Why Web 2.0 requires End-To-End Performance Analysis and How to Do It

Web Site Performance is impacted by many factors and it also impacts your business. When a user interacts with the web site and it feels slow it can be caused by slowly executing JavaScript, massive DOM Manipulations, a slow network connection, latency, an overloaded web server, slow running server-side code or inefficient database queries. Web Applications have changed over the years – so has the performance anatomy of Web 1.0 vs. Web 2.0 Applications.In our two recent Webinars with Zappos and Monster the Performance Engineers of these two clients talked about the challenge of Web 2.0 Performance Management and how they use dynaTrace’s End-To-End Tracing capability to improve their web-sites end-user experience.

Performance Anatomy of a Web 1.0 vs. Web 2.0 Applications

In Web 1.0 all Application Logic happened on the server. The generated web page was transferred via the network to the browser which simply rendered the content. Performance Management was focused on the following items: performance of application code that generated the returned content, generated size of content, caching strategy and network performance.

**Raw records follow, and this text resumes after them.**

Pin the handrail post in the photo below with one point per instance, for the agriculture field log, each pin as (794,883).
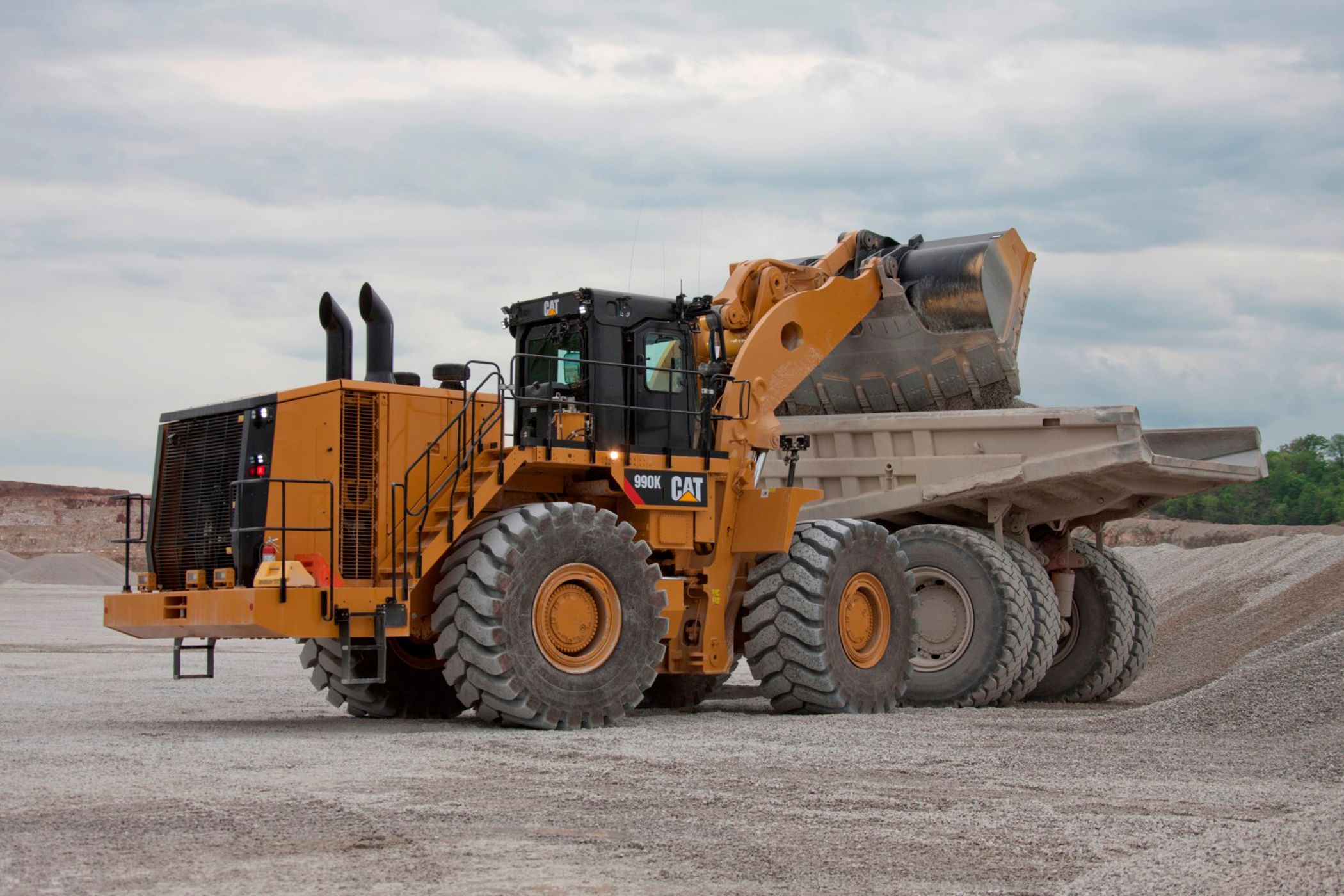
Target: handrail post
(284,552)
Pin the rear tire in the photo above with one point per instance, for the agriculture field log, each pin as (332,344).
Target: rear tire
(1044,616)
(1096,640)
(1141,602)
(975,617)
(807,657)
(548,617)
(414,687)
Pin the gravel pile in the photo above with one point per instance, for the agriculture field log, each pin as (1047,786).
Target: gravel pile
(69,568)
(1219,606)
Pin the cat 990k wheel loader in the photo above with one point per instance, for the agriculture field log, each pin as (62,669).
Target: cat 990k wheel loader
(547,545)
(614,522)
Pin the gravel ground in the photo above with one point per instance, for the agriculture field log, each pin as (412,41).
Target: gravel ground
(120,778)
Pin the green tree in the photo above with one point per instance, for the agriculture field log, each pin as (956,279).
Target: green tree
(1306,486)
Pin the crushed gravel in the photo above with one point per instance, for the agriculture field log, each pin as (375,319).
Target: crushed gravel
(1225,778)
(69,568)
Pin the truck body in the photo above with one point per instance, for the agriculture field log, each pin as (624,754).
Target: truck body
(1027,468)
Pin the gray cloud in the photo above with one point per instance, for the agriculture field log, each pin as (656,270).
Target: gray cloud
(180,177)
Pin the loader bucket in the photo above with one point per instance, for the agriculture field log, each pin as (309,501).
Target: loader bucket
(945,340)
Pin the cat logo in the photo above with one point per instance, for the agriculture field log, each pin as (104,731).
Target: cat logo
(689,490)
(664,490)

Web 1.0 Performance Anatomy
Web 1.0 Performance Anatomy

When we look at a modern Web 2.0 Application we see that we have many more moving parts than with traditional Web 1.0 Applications. With Web 2.0 the application logic expanded from server-only to server-and-browser. JavaScript frameworks and more powerful browsers allow developers to leverage the browser as an application platform. Performance Management therefore needs to start at the browser and needs to span the full application platform starting at the JavaScript & Rendering Engine of the Browser over the Network (including asynchronously loaded content via AJAX/XHR) back to the Application Server and Database.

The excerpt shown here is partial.